Cheap Thriller [13 (TZAMETI)]

From the Chicago Reader (September 8, 2006). — J.R.

13 (Tzameti)

* (Has redeeming facet)

Directed and written by Gela Babluani

With Georges Babluani, Olga Legrand, Philippe Passon, Aurelien Recoing, Vania Vilers, and Nicolas Pignon

An English-language remake of this French thriller is already in development. But the film recycles so much I’d be surprised if it doesn’t get recycled in turn.

Fight Club has been cited as one of the key models for Gela Babluani’s 13 (Tzameti), but Michelangelo Antonioni’s The Passenger (1975) seems far more relevant, at least for its first half. In The Passenger an American journalist (Jack Nicholson) on an aborted assignment in North Africa encounters the corpse of a man he met earlier in his hotel and decides on impulse to take over the man’s identity, turning up for all of his appointments and seeing what happens. They lead into espionage and arms sales for a terrorist group, and as the journalist proceeds to Spain to keep the appointments, he does his best to elude people who are chasing him down in one or the other of his two identities.

The hero of 13 (Tzameti), a 22-year-old Georgian laborer named Sebastien (Georges Babluani, a younger brother of the filmmaker), struggling in a French seaside town to support his family, is replacing the roof of a neighbor’s house when he overhears that the neighbor (Philippe Passon), a feeble morphine addict, is expecting a package in the mail that will make him and his wife (Olga Legrand) wealthy. When the man dies of a drug overdose Sebastien, learning that he probably won’t be paid for his work, intercepts the package and impersonates the man, following the instructions inside, which involve a train ticket to Paris, a hotel reservation, and more travel after he arrives. Meanwhile he has to dodge the police who’d been watching his neighbor.

In the second half much of the film’s interest lies in viewers not knowing what’s coming, so you might not want to read further. For this section Babluani’s model appears to be Michael Cimino’s The Deer Hunter (1978) — specifically, the Russian roulette game that captured American soldiers in Vietnam are forced to play by sadistic Vietcong officers. Sebastien is obliged to play a similar sort of game, though here there are 13 players, each of whom has to point his gun at another player and pull the trigger while a few wealthy spectators bet on the winners and losers. Two bullets are inserted in the chambers of each survivor’s gun in the second round of the game and three in the third, and the player or players who are still alive at the end get to walk off with part of the winnings. (To calm their nerves the players are invited to shoot morphine between rounds, which may be what turned Sebastien’s neighbor into an addict.)

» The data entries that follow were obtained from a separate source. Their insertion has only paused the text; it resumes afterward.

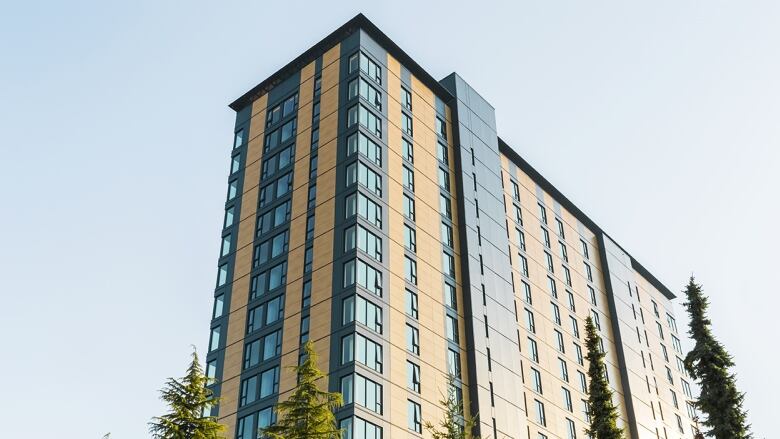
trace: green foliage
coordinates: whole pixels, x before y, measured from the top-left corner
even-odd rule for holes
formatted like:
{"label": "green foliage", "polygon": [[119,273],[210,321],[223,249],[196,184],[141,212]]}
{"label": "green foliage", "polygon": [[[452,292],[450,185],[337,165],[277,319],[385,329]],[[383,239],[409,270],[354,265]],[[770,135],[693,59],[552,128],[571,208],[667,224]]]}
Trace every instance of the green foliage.
{"label": "green foliage", "polygon": [[737,390],[736,377],[729,372],[734,361],[715,336],[707,317],[709,300],[693,276],[685,288],[690,316],[688,334],[696,345],[685,357],[685,369],[698,381],[701,393],[694,405],[707,419],[702,421],[704,435],[716,439],[748,439],[753,437],[742,408],[745,394]]}
{"label": "green foliage", "polygon": [[271,439],[341,439],[333,411],[344,400],[338,392],[326,392],[317,387],[325,374],[317,367],[314,344],[304,346],[306,360],[291,369],[298,376],[298,385],[287,401],[276,405],[280,420],[262,433]]}
{"label": "green foliage", "polygon": [[593,319],[585,322],[585,346],[588,350],[588,414],[590,425],[585,432],[593,439],[622,439],[623,429],[617,426],[617,408],[612,403],[612,390],[604,369],[604,352]]}
{"label": "green foliage", "polygon": [[444,419],[438,427],[430,421],[425,421],[425,429],[433,439],[479,439],[474,436],[476,418],[464,417],[463,402],[454,392],[455,378],[447,378],[447,394],[442,395],[439,404],[444,407]]}
{"label": "green foliage", "polygon": [[204,413],[219,402],[206,387],[208,378],[200,367],[198,354],[192,351],[192,363],[187,375],[181,379],[168,378],[160,390],[170,412],[155,417],[149,423],[149,431],[155,439],[218,439],[225,426],[213,416]]}

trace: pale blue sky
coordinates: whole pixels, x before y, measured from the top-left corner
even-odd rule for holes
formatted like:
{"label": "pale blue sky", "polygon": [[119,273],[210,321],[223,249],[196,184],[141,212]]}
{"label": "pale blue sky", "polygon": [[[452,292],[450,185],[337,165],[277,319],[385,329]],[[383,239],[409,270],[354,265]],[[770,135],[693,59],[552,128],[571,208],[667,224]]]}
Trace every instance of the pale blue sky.
{"label": "pale blue sky", "polygon": [[2,435],[146,436],[207,339],[227,104],[361,11],[669,288],[696,273],[776,436],[780,3],[685,0],[5,2]]}

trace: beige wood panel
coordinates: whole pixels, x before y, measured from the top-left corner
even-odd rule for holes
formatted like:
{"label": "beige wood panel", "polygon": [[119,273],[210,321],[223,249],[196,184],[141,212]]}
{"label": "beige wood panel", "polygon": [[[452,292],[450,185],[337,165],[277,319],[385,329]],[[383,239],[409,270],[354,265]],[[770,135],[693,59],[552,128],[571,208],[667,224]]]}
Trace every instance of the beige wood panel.
{"label": "beige wood panel", "polygon": [[[220,422],[228,426],[227,437],[233,437],[235,413],[238,409],[238,383],[241,374],[244,331],[246,327],[246,304],[249,300],[249,272],[252,269],[252,243],[255,238],[255,217],[257,213],[257,185],[260,180],[260,163],[263,155],[263,135],[267,97],[262,96],[252,103],[252,119],[249,133],[252,139],[247,144],[244,186],[241,194],[238,237],[233,264],[233,284],[230,296],[230,314],[225,338],[225,353],[222,366],[222,387],[220,397]],[[253,133],[259,133],[254,135]]]}

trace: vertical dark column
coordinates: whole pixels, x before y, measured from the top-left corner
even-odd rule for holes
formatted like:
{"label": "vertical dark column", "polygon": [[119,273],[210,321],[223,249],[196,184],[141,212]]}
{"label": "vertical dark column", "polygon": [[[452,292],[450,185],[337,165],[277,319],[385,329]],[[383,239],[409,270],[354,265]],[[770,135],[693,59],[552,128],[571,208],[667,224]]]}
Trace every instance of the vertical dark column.
{"label": "vertical dark column", "polygon": [[517,438],[525,433],[525,415],[495,112],[457,74],[441,84],[455,96],[471,411],[479,413],[481,435]]}

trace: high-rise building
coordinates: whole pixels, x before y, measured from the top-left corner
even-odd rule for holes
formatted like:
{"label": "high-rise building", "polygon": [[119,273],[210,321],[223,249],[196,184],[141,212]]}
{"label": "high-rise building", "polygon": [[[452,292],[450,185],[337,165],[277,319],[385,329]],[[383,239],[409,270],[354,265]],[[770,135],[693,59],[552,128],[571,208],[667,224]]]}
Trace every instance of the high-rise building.
{"label": "high-rise building", "polygon": [[[315,343],[350,439],[584,438],[585,319],[632,438],[691,437],[674,295],[362,15],[241,96],[207,373],[257,437]],[[448,376],[454,376],[454,388]]]}

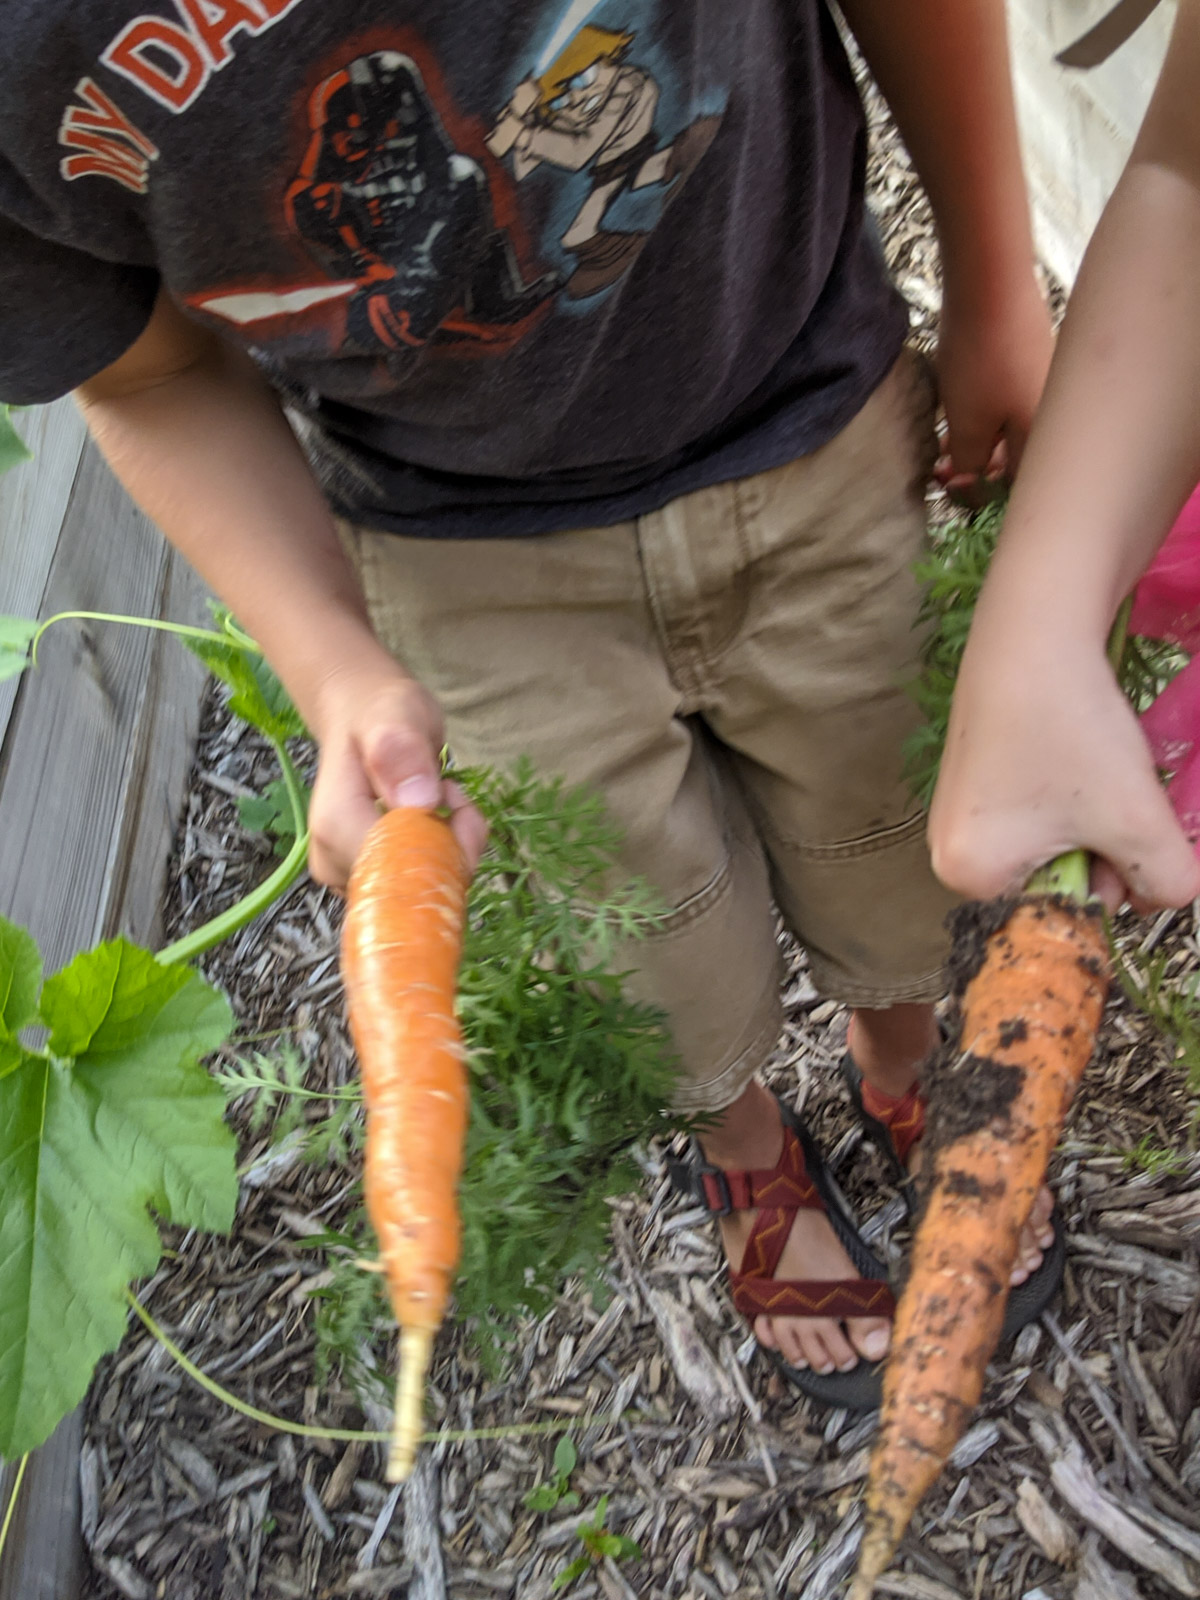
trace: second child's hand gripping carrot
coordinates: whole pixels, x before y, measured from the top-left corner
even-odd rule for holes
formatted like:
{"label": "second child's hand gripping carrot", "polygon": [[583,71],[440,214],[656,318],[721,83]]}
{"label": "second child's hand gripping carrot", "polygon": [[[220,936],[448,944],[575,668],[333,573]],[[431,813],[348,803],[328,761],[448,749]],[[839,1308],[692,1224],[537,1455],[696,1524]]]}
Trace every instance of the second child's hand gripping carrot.
{"label": "second child's hand gripping carrot", "polygon": [[1021,1229],[1104,1009],[1098,907],[1032,895],[972,938],[982,949],[960,996],[961,1033],[931,1095],[928,1198],[884,1370],[850,1600],[870,1600],[983,1391]]}
{"label": "second child's hand gripping carrot", "polygon": [[401,1329],[393,1482],[412,1469],[459,1258],[468,1083],[454,995],[467,879],[449,824],[402,807],[371,828],[347,892],[342,972],[367,1114],[364,1194]]}

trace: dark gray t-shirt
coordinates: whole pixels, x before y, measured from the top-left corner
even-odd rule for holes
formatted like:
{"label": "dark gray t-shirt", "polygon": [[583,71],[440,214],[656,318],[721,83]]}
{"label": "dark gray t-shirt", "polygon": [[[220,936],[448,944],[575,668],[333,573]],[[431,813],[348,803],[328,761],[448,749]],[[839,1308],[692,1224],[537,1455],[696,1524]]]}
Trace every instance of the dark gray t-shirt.
{"label": "dark gray t-shirt", "polygon": [[335,509],[516,535],[831,438],[904,308],[820,0],[6,0],[0,398],[160,283],[248,345]]}

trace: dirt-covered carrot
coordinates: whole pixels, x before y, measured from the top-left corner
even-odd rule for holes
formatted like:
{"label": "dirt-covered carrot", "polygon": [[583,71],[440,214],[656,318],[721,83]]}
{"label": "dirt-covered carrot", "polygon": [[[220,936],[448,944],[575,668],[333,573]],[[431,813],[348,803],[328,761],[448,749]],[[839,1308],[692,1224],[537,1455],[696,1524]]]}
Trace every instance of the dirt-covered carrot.
{"label": "dirt-covered carrot", "polygon": [[468,1091],[454,991],[466,889],[449,824],[401,808],[367,835],[347,894],[342,972],[367,1112],[364,1191],[401,1330],[393,1481],[412,1468],[458,1264]]}
{"label": "dirt-covered carrot", "polygon": [[[1108,986],[1097,908],[1035,895],[956,949],[961,1032],[931,1086],[929,1189],[884,1371],[850,1600],[870,1600],[983,1389],[1021,1229],[1096,1041]],[[964,913],[960,912],[960,918]]]}

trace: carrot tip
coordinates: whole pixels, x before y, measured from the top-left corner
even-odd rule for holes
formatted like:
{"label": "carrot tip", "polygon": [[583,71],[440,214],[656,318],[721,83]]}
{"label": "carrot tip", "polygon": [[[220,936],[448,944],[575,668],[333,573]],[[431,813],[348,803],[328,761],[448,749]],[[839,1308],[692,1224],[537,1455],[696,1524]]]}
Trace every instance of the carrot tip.
{"label": "carrot tip", "polygon": [[858,1552],[858,1569],[846,1600],[872,1600],[875,1584],[883,1577],[896,1554],[897,1540],[878,1525],[872,1525],[870,1514],[862,1546]]}
{"label": "carrot tip", "polygon": [[433,1354],[433,1330],[404,1328],[400,1334],[400,1378],[396,1385],[396,1417],[388,1455],[389,1483],[403,1483],[417,1459],[425,1410],[425,1374]]}

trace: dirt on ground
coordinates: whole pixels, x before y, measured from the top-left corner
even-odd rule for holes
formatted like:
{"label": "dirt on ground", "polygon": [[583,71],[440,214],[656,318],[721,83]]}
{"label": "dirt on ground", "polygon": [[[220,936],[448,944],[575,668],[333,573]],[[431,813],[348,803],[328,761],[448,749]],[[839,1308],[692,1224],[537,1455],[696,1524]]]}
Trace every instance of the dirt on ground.
{"label": "dirt on ground", "polygon": [[[928,212],[877,106],[872,191],[919,337],[939,296]],[[269,750],[210,697],[171,874],[169,931],[270,870],[237,821],[274,776]],[[351,1081],[338,903],[301,882],[206,962],[244,1038],[286,1038],[306,1081]],[[1192,912],[1120,929],[1168,979],[1198,969]],[[769,1074],[886,1241],[901,1209],[864,1147],[837,1062],[845,1015],[785,945],[787,1020]],[[1119,991],[1054,1166],[1068,1236],[1052,1313],[997,1359],[983,1405],[880,1587],[909,1600],[1172,1600],[1200,1596],[1200,1157],[1173,1048]],[[315,1375],[322,1252],[304,1241],[354,1203],[352,1166],[272,1148],[243,1119],[242,1200],[227,1240],[170,1239],[140,1292],[184,1353],[241,1400],[305,1424],[386,1427],[389,1382],[358,1352],[353,1387]],[[402,1491],[361,1440],[279,1432],[230,1410],[134,1324],[94,1385],[83,1455],[85,1600],[545,1600],[606,1525],[641,1560],[594,1564],[574,1600],[824,1600],[861,1535],[875,1426],[800,1397],[732,1309],[714,1231],[675,1195],[659,1152],[614,1206],[604,1305],[568,1292],[521,1332],[510,1368],[447,1330],[428,1447]],[[502,1206],[504,1197],[496,1196]],[[899,1235],[897,1235],[899,1238]],[[382,1354],[386,1359],[386,1351]],[[531,1510],[569,1425],[578,1506]],[[457,1441],[456,1430],[499,1430]],[[510,1431],[504,1431],[510,1430]]]}

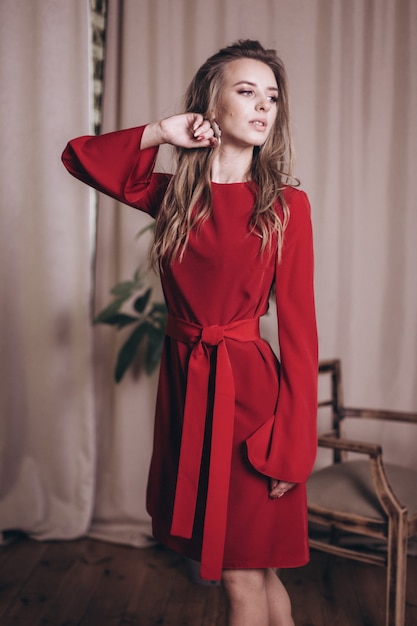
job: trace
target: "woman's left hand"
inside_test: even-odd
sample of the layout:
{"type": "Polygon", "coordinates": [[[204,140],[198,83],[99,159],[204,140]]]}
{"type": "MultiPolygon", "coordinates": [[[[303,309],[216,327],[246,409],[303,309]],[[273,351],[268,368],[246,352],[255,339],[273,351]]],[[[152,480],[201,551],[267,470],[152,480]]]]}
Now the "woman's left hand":
{"type": "Polygon", "coordinates": [[[269,497],[273,499],[281,498],[287,493],[287,491],[295,487],[296,484],[297,483],[287,483],[285,480],[276,480],[275,478],[271,478],[269,497]]]}

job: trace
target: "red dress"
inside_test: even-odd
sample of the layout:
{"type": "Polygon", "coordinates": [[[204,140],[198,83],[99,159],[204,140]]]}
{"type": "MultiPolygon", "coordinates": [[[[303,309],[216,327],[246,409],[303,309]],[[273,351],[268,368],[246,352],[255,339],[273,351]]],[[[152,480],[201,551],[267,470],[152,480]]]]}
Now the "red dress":
{"type": "MultiPolygon", "coordinates": [[[[71,174],[155,216],[169,181],[143,127],[71,141],[71,174]]],[[[222,568],[298,567],[309,558],[305,482],[316,453],[317,333],[310,207],[285,189],[282,260],[249,232],[247,183],[212,183],[212,216],[162,274],[169,311],[147,507],[161,543],[222,568]],[[259,336],[275,283],[280,361],[259,336]],[[298,483],[269,498],[269,479],[298,483]]],[[[281,207],[277,206],[277,211],[281,207]]]]}

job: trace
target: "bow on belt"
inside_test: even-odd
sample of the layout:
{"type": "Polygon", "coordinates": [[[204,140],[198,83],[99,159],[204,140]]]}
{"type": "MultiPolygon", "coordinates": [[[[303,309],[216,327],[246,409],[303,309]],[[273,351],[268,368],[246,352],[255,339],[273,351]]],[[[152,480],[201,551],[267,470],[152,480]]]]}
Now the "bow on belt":
{"type": "Polygon", "coordinates": [[[235,414],[235,385],[225,339],[259,339],[259,318],[226,326],[198,326],[168,316],[169,337],[193,346],[188,362],[181,450],[171,534],[191,538],[198,495],[210,377],[210,347],[217,346],[207,500],[201,552],[202,578],[221,577],[235,414]]]}

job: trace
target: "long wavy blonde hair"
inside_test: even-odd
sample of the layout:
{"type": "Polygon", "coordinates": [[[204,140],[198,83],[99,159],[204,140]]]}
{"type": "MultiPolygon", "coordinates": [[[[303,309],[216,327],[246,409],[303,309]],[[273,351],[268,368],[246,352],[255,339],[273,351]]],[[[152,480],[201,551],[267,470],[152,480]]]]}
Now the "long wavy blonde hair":
{"type": "MultiPolygon", "coordinates": [[[[289,123],[287,78],[284,65],[275,50],[266,50],[258,41],[239,40],[222,48],[200,67],[185,94],[184,112],[201,113],[210,119],[216,109],[228,63],[249,58],[261,61],[273,71],[278,86],[277,116],[266,142],[254,147],[247,179],[255,196],[251,229],[260,239],[260,251],[277,237],[281,256],[289,209],[283,195],[288,184],[298,184],[292,176],[293,148],[289,123]],[[279,200],[280,215],[276,209],[279,200]]],[[[174,147],[176,173],[168,185],[155,223],[155,237],[150,261],[163,271],[166,263],[183,257],[191,229],[211,213],[211,166],[216,148],[186,149],[174,147]]]]}

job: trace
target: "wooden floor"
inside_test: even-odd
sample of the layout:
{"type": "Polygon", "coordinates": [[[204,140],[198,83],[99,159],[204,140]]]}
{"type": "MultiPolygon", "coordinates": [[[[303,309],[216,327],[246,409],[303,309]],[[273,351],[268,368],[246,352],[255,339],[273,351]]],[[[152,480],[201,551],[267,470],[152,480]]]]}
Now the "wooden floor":
{"type": "MultiPolygon", "coordinates": [[[[297,626],[383,626],[384,571],[312,553],[282,570],[297,626]]],[[[406,626],[417,625],[417,558],[409,558],[406,626]]],[[[0,548],[1,626],[225,626],[217,586],[192,583],[161,548],[81,539],[0,548]]],[[[256,626],[256,625],[254,625],[256,626]]]]}

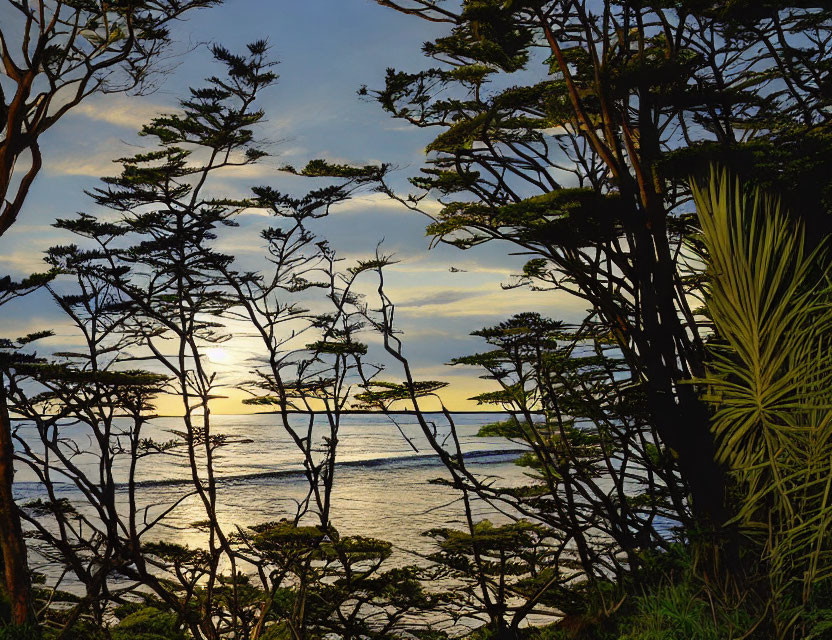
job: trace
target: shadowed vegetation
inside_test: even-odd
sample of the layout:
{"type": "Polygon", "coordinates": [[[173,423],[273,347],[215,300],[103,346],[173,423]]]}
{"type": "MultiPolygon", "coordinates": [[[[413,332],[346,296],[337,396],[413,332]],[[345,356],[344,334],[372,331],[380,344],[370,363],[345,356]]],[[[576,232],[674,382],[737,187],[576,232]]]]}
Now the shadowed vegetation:
{"type": "MultiPolygon", "coordinates": [[[[115,80],[85,60],[140,84],[167,22],[212,3],[58,2],[76,16],[60,50],[12,4],[40,29],[28,73],[54,91],[74,60],[80,100],[115,80]]],[[[41,289],[79,345],[0,341],[0,639],[830,637],[830,10],[378,4],[448,25],[423,48],[435,66],[360,91],[436,129],[414,193],[386,164],[324,159],[280,170],[294,190],[232,193],[224,172],[268,156],[259,103],[277,76],[266,41],[216,45],[222,72],[145,125],[148,147],[90,190],[99,212],[57,220],[71,240],[44,273],[0,280],[0,304],[41,289]],[[374,256],[345,260],[326,240],[331,209],[379,192],[429,215],[435,243],[528,256],[508,287],[586,304],[571,322],[518,309],[448,363],[505,414],[478,437],[513,447],[516,477],[471,463],[448,384],[411,365],[395,257],[372,238],[374,256]],[[260,253],[242,259],[223,247],[250,213],[260,253]],[[240,338],[251,358],[214,366],[240,338]],[[224,456],[254,444],[213,415],[229,386],[272,410],[297,463],[300,493],[264,521],[223,514],[224,456]],[[151,437],[162,397],[180,416],[151,437]],[[430,551],[342,533],[354,409],[390,416],[422,453],[396,412],[418,424],[459,515],[424,532],[430,551]],[[18,505],[12,458],[41,488],[18,505]],[[164,499],[139,472],[163,460],[183,470],[164,499]],[[190,524],[171,525],[186,504],[190,524]]],[[[27,71],[2,62],[22,90],[27,71]]],[[[44,95],[4,107],[0,173],[25,149],[37,173],[44,95]]],[[[0,216],[14,220],[28,175],[0,216]]]]}

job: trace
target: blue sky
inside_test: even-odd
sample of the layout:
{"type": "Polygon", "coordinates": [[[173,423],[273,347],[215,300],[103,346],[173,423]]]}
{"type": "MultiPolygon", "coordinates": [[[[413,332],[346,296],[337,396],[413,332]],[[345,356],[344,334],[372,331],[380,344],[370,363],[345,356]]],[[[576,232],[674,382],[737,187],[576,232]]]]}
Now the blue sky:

13 (Tzameti) might seem allegorical, but it’s too cynically concerned with what works as entertainment to offer larger truths about human existence. It’s not surprising that The Passenger and The Deer Hunter, both of which unfold in some kind of allegorical space, display a similar expediency. The Passenger comes from a period just after Antonioni abandoned the social realities of Italy — the subject of almost all his work between 1943 and ’64 — for metaphysical parables set in London (Blowup, 1966) and the American southwest (Zabriskie Point, 1969) and a documentary about China (1972). The Russian roulette game of The Deer Hunter was an effective if mechanical cheap shot, a suspense device invented by Cimino rather than an observation about the war in Vietnam.

Still, The Deer Hunter at least had a few things to say about working-class America before and after Vietnam. 13 (Tzameti) is supposedly set in France, and everyone speaks French, except when Sebastien and his family speak Georgian to each other. But the social and political climate, like the visual style of the black-and-white ‘Scope cinematography, is eastern European — especially the constant police surveillance, the omnipresent despair associated with poverty, and the gallows humor in response to capitalist corruption. And the defeatism of the final ten minutes is so pronounced we could just as well be watching a Russian gangster film.

Up to a point, The Passenger is true to an outsider’s view of North Africa and portions of Europe. 13 (Tzameti) could have told us something about what France looks like to a Georgian, but the elements that might have provided a precise social reality are instead being used simply to provide entertainment. And so a suspense sequence is just a suspense sequence. The English-language remake could make the gamblers Middle Eastern terrorists and it would hardly make a difference — at least as long as the relation to the real world is superfluous.